The result was three blog posts (here, here and here), numerous comments and a great in-depth, online discussion regarding the business models of arts organizations.
But many people involved in the discussion all came to a very similar conclusion: arts organizations are on the brink of failure because they do not listen to their communities.
Brian Reich, one of the commenters on Allison Fine's blog opines of arts organizations:
...they don’t ask the audience what they want, or try to understand how to fit their work into the busy lives of the people who they seek attention from. They measure success by the amount of money raised or open rates on their email and not the inspiration they offer, people they feed, or happiness they bring. That simply won’t work.
Non-profit social media guru Beth Kanter in her blog responded by suggesting that perhaps what arts organizations needs are social capital impact studies to accompany economic impact studies. Her commenters then posted links to three models for such studies: the MLA London Knowledge Transfer Programme, the Center for Creative Community Development (with a case study from Mass MOCA) and the U-Penn Social Impact of the Arts Study.
What I particularly like about the C3D model is that they offer organizations tools for "evaluating and articulating impact." I wonder if this is a little like an AAM self-study.
But what I find really troublesome about this whole discussion is that sentiment expressed by Brian Reich and shared by so many that arts organizations (this includes museums) are failing their communities by refusing to acknowledge them. The Excellence and Equity report was produced by AAM in 1992. That's more than 10 years ago! I know that change happens slowly, but I would have liked to think that museums at least would have stepped up to the plate more by now in terms of not community inclusion and participation. It should be standard by now in museums: find out what matters to your community and address that!

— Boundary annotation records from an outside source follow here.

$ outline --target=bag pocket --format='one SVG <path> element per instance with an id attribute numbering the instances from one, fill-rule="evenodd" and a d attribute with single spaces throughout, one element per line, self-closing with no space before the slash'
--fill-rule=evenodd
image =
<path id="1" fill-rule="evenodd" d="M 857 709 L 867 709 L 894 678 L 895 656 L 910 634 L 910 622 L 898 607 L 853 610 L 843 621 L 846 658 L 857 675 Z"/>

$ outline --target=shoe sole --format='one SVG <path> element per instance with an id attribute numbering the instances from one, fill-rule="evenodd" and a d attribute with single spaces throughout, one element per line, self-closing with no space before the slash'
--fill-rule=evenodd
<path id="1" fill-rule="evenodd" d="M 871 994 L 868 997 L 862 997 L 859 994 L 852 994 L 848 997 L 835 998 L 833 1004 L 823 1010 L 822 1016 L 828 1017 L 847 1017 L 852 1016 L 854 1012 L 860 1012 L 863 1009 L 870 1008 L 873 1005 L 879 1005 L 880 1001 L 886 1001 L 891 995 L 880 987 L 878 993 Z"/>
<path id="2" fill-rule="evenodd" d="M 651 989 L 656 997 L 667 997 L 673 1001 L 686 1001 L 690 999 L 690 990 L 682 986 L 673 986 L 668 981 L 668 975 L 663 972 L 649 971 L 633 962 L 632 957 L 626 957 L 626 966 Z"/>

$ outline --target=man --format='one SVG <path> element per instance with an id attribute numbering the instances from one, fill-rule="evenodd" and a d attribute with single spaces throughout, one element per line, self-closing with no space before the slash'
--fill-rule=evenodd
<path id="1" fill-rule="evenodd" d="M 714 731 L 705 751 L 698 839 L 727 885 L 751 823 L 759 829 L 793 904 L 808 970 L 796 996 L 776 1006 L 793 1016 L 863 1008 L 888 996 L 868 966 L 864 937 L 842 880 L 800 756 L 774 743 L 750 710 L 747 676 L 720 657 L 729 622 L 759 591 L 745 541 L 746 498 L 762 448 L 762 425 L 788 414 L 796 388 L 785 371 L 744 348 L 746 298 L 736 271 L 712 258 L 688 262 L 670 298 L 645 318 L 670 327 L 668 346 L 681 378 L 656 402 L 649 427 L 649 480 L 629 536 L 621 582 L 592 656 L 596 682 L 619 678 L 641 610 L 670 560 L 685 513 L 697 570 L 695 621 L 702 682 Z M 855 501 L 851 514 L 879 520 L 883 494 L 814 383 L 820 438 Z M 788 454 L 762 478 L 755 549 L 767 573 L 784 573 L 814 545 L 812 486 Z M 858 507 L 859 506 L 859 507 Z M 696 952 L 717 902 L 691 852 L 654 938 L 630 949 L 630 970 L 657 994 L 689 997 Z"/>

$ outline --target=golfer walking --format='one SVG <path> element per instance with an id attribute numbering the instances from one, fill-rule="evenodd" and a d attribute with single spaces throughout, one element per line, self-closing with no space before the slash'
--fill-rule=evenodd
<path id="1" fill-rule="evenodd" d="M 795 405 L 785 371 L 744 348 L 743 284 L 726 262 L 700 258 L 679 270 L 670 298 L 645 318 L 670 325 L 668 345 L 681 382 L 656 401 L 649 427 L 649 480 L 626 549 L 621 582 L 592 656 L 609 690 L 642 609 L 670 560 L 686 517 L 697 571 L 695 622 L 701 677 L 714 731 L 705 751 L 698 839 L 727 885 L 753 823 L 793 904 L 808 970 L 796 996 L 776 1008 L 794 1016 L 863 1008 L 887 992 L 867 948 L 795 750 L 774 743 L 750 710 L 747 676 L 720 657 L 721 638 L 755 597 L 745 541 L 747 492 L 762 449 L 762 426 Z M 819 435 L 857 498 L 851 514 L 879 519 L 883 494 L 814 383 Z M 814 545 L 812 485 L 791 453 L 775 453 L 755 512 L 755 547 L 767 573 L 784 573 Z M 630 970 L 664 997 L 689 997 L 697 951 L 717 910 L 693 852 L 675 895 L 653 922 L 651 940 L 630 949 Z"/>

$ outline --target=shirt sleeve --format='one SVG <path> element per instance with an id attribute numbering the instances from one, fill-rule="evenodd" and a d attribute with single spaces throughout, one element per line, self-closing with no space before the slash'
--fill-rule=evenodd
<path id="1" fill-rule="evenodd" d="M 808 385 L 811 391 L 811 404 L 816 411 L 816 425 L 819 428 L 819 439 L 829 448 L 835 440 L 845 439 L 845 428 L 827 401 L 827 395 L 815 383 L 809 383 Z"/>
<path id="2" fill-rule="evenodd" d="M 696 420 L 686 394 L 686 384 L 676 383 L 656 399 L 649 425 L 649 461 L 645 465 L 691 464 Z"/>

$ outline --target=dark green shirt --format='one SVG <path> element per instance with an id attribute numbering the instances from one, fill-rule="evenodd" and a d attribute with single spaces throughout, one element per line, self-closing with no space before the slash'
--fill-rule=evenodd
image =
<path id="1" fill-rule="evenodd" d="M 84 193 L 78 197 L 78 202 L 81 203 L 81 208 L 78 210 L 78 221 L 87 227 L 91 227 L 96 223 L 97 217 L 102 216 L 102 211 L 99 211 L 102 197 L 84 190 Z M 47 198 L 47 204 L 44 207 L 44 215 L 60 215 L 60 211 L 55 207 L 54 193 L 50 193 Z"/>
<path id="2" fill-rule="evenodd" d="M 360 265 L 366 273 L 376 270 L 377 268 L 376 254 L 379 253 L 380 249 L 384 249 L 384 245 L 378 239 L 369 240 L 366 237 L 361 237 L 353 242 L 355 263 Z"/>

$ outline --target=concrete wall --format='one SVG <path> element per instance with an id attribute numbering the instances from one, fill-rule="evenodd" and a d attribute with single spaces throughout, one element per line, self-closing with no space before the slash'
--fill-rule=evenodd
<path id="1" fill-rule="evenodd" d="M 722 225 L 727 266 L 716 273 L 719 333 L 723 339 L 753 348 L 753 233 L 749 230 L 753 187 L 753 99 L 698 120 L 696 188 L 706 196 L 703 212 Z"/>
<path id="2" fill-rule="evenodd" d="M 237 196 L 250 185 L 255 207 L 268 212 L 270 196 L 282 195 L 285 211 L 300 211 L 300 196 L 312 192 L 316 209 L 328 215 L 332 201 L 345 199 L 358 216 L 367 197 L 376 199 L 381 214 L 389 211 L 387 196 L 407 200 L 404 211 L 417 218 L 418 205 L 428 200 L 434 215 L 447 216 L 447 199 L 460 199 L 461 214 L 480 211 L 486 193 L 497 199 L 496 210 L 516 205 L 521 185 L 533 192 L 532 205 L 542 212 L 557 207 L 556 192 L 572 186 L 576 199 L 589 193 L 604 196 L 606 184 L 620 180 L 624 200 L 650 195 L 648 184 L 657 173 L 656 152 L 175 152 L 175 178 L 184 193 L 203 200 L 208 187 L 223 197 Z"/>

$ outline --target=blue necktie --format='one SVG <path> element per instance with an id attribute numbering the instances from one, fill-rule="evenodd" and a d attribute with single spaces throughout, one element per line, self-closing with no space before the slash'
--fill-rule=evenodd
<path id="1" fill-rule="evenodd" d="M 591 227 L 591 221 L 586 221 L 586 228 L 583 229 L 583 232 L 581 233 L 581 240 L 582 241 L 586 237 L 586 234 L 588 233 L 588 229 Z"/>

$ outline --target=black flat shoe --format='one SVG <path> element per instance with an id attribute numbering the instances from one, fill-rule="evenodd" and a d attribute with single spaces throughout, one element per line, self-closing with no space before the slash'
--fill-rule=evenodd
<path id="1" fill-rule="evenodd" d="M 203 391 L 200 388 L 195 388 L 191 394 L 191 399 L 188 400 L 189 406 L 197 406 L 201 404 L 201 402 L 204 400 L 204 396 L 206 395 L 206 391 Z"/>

Which brings me back to a topic that I just can't seem to shake these days: if it is certain that roughly 10% of arts organizations will fail, if it is certain that a portion of those failed organizations will be museums, should we as museum professionals take action to ensure that those museums that are addressing the needs of their communities be spared? Will the museums that aren't meeting the needs of their communities simply be culled through a process almost like natural selection? Should AAM aid in the culling by changing the standards and criteria for accreditation to better reflect the future needs of communities rather than the perhaps out-dated assumptions we have about what museums are and do?
These are some hard questions in many senses, but I think they really do require examination.